Table 8. A performance analysis of 5G/mm-wave antennas for WPT applications.
Table 9. A performance analysis of 5G/mm-wave rectifiers for WPT systems.
Table 10. A performance analysis of 5G/mm-wave rectennas for WPT systems.
This article has presented a comprehensive review of the current literature on 5G/mm-wave rectenna systems for wireless power transfer and EH systems. A comparative assessment of the performance of various published rectenna systems has also been presented. The applications of 5G have been increasing due to the technology’s increased energy density in the ambient environment; hence, 5G bands are highly preferred for RFEH at present. Among various 5G bands, 5G mm-wave bands overcome the spectrum scarcity issues that arise in the sub-6-GHz 5G band and also provide a high data rate and widespread coverage.
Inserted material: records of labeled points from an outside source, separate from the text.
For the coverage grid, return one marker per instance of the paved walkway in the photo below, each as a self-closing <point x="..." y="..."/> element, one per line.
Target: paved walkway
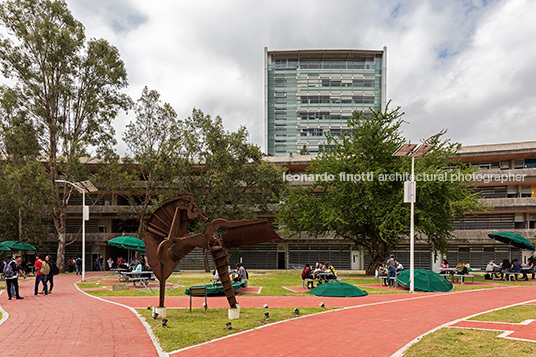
<point x="69" y="323"/>
<point x="369" y="329"/>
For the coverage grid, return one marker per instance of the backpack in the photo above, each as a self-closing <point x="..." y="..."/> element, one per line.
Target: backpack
<point x="45" y="268"/>
<point x="305" y="273"/>
<point x="55" y="269"/>
<point x="8" y="270"/>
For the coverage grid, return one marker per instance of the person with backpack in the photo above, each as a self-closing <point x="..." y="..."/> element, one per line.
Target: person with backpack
<point x="53" y="271"/>
<point x="42" y="269"/>
<point x="11" y="270"/>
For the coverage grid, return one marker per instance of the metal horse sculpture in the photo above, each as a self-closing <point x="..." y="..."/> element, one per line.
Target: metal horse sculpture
<point x="167" y="240"/>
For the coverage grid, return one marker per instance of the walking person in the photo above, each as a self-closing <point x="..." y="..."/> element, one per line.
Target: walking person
<point x="11" y="271"/>
<point x="71" y="265"/>
<point x="391" y="269"/>
<point x="50" y="277"/>
<point x="42" y="269"/>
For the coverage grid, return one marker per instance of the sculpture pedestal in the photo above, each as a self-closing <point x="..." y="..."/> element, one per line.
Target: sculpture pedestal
<point x="161" y="311"/>
<point x="234" y="313"/>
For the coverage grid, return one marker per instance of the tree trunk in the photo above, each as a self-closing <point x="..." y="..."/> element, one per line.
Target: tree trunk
<point x="205" y="258"/>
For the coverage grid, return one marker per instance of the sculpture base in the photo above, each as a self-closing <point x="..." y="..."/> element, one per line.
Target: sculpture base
<point x="234" y="313"/>
<point x="161" y="311"/>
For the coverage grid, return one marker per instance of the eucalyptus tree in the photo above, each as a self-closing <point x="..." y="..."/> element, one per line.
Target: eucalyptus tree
<point x="68" y="85"/>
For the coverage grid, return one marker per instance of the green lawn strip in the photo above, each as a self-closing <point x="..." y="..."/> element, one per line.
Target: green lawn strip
<point x="514" y="314"/>
<point x="465" y="342"/>
<point x="185" y="328"/>
<point x="91" y="286"/>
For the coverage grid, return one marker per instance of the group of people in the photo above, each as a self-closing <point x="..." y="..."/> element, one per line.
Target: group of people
<point x="310" y="273"/>
<point x="515" y="267"/>
<point x="241" y="274"/>
<point x="44" y="271"/>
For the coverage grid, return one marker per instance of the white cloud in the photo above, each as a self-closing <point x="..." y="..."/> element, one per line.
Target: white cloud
<point x="466" y="66"/>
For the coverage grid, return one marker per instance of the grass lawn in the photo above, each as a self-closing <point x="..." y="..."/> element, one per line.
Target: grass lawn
<point x="514" y="314"/>
<point x="466" y="342"/>
<point x="272" y="283"/>
<point x="185" y="328"/>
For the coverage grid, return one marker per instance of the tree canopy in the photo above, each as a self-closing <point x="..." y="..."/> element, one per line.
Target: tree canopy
<point x="357" y="192"/>
<point x="69" y="88"/>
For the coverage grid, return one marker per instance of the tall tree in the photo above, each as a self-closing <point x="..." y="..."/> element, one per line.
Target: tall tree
<point x="69" y="87"/>
<point x="23" y="183"/>
<point x="153" y="142"/>
<point x="367" y="208"/>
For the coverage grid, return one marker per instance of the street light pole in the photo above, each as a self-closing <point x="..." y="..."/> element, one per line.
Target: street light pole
<point x="410" y="192"/>
<point x="82" y="187"/>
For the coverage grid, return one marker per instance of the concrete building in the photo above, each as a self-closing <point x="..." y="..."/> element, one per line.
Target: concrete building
<point x="506" y="179"/>
<point x="311" y="93"/>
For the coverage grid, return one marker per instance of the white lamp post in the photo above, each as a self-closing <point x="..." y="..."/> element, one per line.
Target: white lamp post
<point x="82" y="187"/>
<point x="410" y="191"/>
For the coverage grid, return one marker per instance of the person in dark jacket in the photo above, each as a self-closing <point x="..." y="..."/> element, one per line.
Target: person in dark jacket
<point x="50" y="276"/>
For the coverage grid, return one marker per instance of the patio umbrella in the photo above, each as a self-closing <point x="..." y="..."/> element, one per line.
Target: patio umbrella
<point x="338" y="289"/>
<point x="3" y="249"/>
<point x="17" y="245"/>
<point x="425" y="280"/>
<point x="512" y="239"/>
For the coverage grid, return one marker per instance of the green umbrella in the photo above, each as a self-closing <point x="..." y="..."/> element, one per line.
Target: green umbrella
<point x="128" y="242"/>
<point x="338" y="289"/>
<point x="17" y="245"/>
<point x="425" y="280"/>
<point x="513" y="239"/>
<point x="3" y="248"/>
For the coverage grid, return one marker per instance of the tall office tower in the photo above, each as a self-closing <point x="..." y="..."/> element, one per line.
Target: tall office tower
<point x="310" y="93"/>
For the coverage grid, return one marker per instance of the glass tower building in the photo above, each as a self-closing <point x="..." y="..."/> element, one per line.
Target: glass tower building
<point x="310" y="93"/>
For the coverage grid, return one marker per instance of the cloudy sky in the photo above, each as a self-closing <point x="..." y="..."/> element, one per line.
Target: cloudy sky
<point x="465" y="66"/>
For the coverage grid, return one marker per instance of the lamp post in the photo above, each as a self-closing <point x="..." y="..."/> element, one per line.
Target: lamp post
<point x="410" y="191"/>
<point x="82" y="187"/>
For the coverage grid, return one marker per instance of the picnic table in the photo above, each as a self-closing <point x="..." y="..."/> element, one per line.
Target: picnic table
<point x="320" y="278"/>
<point x="142" y="277"/>
<point x="455" y="276"/>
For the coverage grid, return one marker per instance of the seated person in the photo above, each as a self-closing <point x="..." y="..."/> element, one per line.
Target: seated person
<point x="381" y="271"/>
<point x="399" y="267"/>
<point x="215" y="276"/>
<point x="332" y="274"/>
<point x="307" y="274"/>
<point x="494" y="269"/>
<point x="531" y="267"/>
<point x="505" y="266"/>
<point x="444" y="266"/>
<point x="461" y="268"/>
<point x="516" y="268"/>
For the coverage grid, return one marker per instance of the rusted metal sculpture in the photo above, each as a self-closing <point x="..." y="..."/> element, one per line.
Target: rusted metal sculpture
<point x="167" y="240"/>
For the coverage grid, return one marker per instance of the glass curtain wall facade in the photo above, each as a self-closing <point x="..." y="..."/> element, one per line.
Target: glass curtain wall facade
<point x="311" y="93"/>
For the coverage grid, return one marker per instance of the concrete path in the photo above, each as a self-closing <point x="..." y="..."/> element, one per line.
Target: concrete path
<point x="69" y="323"/>
<point x="369" y="329"/>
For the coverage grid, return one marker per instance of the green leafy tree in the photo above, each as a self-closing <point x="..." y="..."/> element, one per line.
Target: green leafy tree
<point x="153" y="141"/>
<point x="23" y="182"/>
<point x="68" y="86"/>
<point x="368" y="208"/>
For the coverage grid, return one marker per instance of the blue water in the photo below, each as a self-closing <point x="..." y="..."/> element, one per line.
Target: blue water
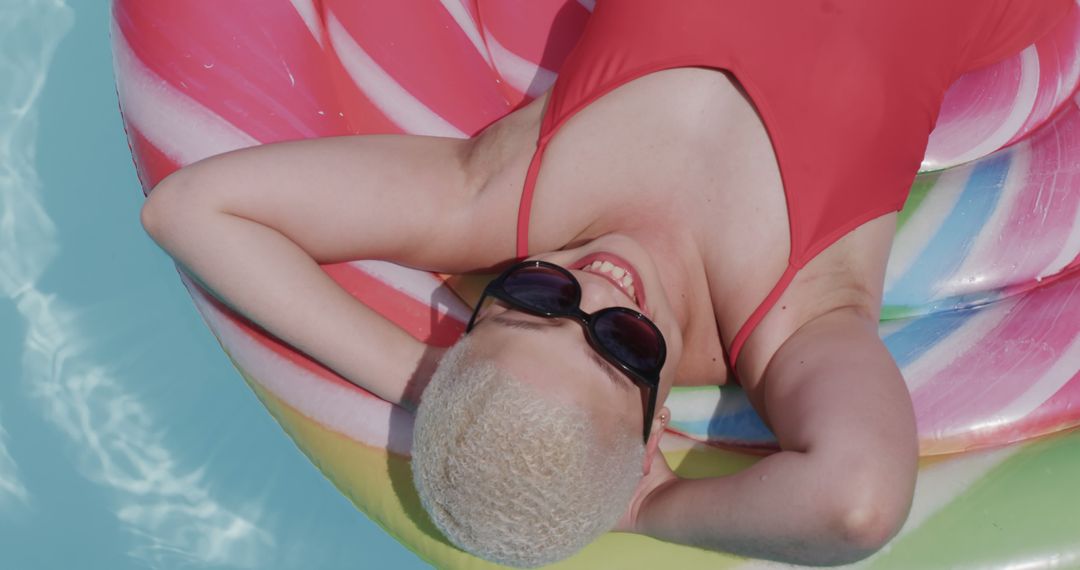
<point x="126" y="438"/>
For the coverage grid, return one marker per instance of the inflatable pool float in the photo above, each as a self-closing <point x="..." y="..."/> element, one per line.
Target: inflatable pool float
<point x="983" y="297"/>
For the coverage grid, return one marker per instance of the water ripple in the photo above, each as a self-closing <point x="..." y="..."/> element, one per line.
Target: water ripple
<point x="166" y="506"/>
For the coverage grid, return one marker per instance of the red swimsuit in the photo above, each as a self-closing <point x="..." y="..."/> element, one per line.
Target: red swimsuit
<point x="848" y="90"/>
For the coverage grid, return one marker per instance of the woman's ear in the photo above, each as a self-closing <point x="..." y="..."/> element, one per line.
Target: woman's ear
<point x="657" y="432"/>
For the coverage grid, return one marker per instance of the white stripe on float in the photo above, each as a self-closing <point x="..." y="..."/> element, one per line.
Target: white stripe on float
<point x="419" y="285"/>
<point x="348" y="411"/>
<point x="919" y="230"/>
<point x="955" y="345"/>
<point x="1022" y="108"/>
<point x="460" y="14"/>
<point x="176" y="124"/>
<point x="522" y="75"/>
<point x="1068" y="254"/>
<point x="1058" y="375"/>
<point x="985" y="250"/>
<point x="405" y="110"/>
<point x="1071" y="247"/>
<point x="935" y="488"/>
<point x="310" y="15"/>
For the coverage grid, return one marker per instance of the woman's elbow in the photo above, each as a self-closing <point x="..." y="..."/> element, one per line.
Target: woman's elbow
<point x="863" y="518"/>
<point x="174" y="207"/>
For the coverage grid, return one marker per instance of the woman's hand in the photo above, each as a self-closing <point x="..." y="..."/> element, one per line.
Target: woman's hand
<point x="658" y="476"/>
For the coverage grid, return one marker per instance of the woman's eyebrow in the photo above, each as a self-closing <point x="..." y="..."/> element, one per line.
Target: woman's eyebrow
<point x="605" y="366"/>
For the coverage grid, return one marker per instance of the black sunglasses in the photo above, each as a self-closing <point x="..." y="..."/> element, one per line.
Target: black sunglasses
<point x="623" y="337"/>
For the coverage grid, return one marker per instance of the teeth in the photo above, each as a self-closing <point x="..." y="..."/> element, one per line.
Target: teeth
<point x="621" y="275"/>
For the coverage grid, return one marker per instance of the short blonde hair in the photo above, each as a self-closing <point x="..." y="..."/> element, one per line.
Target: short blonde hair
<point x="510" y="475"/>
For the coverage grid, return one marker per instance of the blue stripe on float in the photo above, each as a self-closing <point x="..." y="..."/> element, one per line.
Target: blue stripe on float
<point x="914" y="339"/>
<point x="953" y="241"/>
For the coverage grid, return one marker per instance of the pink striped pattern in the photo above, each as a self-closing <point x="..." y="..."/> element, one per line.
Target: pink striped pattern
<point x="267" y="70"/>
<point x="991" y="391"/>
<point x="999" y="105"/>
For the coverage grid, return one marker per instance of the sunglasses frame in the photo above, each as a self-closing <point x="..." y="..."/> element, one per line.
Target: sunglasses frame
<point x="646" y="379"/>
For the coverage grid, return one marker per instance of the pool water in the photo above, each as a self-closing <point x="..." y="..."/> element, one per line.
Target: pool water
<point x="126" y="437"/>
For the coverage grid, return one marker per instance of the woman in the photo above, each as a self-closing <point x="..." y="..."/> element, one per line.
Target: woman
<point x="727" y="173"/>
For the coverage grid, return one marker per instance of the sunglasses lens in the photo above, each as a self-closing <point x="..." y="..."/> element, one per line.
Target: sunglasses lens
<point x="542" y="289"/>
<point x="630" y="339"/>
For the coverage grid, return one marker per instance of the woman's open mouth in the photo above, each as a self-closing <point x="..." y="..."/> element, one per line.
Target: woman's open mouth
<point x="617" y="270"/>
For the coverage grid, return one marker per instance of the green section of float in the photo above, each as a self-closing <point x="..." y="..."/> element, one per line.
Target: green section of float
<point x="1024" y="514"/>
<point x="919" y="190"/>
<point x="380" y="485"/>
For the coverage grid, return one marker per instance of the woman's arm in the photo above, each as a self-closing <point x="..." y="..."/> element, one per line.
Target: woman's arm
<point x="252" y="226"/>
<point x="842" y="486"/>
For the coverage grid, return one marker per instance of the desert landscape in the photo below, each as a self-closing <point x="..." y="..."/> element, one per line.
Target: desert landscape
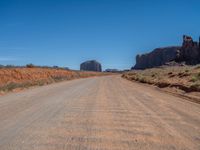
<point x="16" y="79"/>
<point x="99" y="75"/>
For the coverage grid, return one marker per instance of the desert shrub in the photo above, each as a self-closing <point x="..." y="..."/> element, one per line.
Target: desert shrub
<point x="30" y="66"/>
<point x="195" y="87"/>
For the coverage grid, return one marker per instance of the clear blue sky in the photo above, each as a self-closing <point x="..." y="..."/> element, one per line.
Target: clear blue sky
<point x="67" y="32"/>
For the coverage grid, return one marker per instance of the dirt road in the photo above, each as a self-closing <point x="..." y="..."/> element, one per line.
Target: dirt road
<point x="98" y="113"/>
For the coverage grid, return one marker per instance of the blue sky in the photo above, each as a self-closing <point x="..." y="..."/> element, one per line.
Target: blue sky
<point x="68" y="32"/>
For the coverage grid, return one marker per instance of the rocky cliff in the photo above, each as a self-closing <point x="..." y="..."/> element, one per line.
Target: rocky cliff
<point x="91" y="65"/>
<point x="189" y="53"/>
<point x="157" y="57"/>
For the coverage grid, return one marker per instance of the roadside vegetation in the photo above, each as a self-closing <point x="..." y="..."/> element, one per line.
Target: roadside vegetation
<point x="185" y="78"/>
<point x="16" y="78"/>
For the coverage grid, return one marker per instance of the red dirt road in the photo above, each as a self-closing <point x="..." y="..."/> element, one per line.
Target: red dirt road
<point x="98" y="113"/>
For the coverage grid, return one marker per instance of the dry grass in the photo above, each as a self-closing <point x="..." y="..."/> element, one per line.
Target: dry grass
<point x="20" y="78"/>
<point x="186" y="78"/>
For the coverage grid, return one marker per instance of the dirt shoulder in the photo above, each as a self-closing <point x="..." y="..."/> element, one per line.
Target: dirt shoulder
<point x="16" y="79"/>
<point x="179" y="80"/>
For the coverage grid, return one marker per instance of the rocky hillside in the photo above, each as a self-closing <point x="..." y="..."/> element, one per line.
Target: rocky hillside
<point x="91" y="65"/>
<point x="189" y="53"/>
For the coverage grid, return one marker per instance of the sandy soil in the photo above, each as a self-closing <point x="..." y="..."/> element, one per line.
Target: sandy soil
<point x="98" y="113"/>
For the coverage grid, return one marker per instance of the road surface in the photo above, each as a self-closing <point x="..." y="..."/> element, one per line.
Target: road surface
<point x="99" y="113"/>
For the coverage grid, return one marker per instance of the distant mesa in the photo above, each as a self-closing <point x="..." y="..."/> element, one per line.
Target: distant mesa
<point x="91" y="65"/>
<point x="188" y="53"/>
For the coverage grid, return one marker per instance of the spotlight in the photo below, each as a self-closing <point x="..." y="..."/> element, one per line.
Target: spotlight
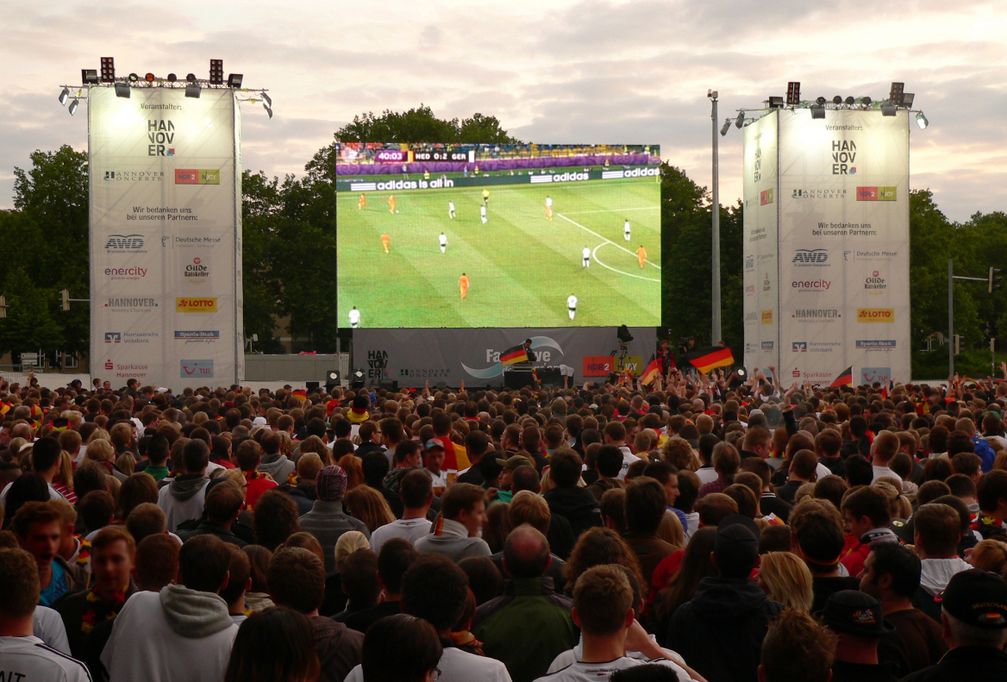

For WPT applications, a high-gain antenna and CP characteristics are preferred, and for RFEH applications, omnidirectional and all polarization characteristic antennas are highly preferred due to multisource harvesting. Applications at a 3.5-GHz frequency in the sub-6-GHz 5G band and 24/35-GHz frequencies in the mm-wave 5G band are found more than at other frequencies. At sub-6-GHz 5G band frequencies, HSMS-285x series diodes are found to be suitable for moderate to high input power levels. At mm-wave 5G frequencies, a Schottky diode with a low junction capacitance is found suitable; hence, the MA4E1317 Schottky diode is the most adopted for rectifier design. Low PCE and output voltage performances are observed at high RF frequencies over low RF frequencies.
The wide angular coverage of the rectenna helps to increase the harvesting power. The Rotman lens-based beamforming network is widely used for wide angular coverage in mm-wave EH applications. The writers have done their best to compile the most recent contributions from the global research community; nonetheless, if any significant article(s) is/are overlooked unintentionally, the authors humbly apologize.
This work was supported by the Science and Engineering Research Board, Government of India, under the Visiting Advanced Joint Research scheme (grant VJR/2019/000009).
Daasari Surender (surender.daasari@gmail.com) is an assistant professor in the Department of Electronics and Communication Engineering, Vaageswari College of Engineering, Karimnagar 505527 India. His research interests include planar antennas, dielectric resonator antennas, and radio-frequency energy harvesting systems. He is a Member of IEEE.
Md. Ahsan Halimi (ahsanhalimi@gmail.com) is pursuing his Ph.D. degree in the Department of Electronics and Communication Engineering, National Institute of Technology Silchar, Silchar 788010 India. His research interests include radio-frequency energy harvesting, microwave rectifiers, and ultrawideband and reconfigurable antennas. He is a Student Member of IEEE.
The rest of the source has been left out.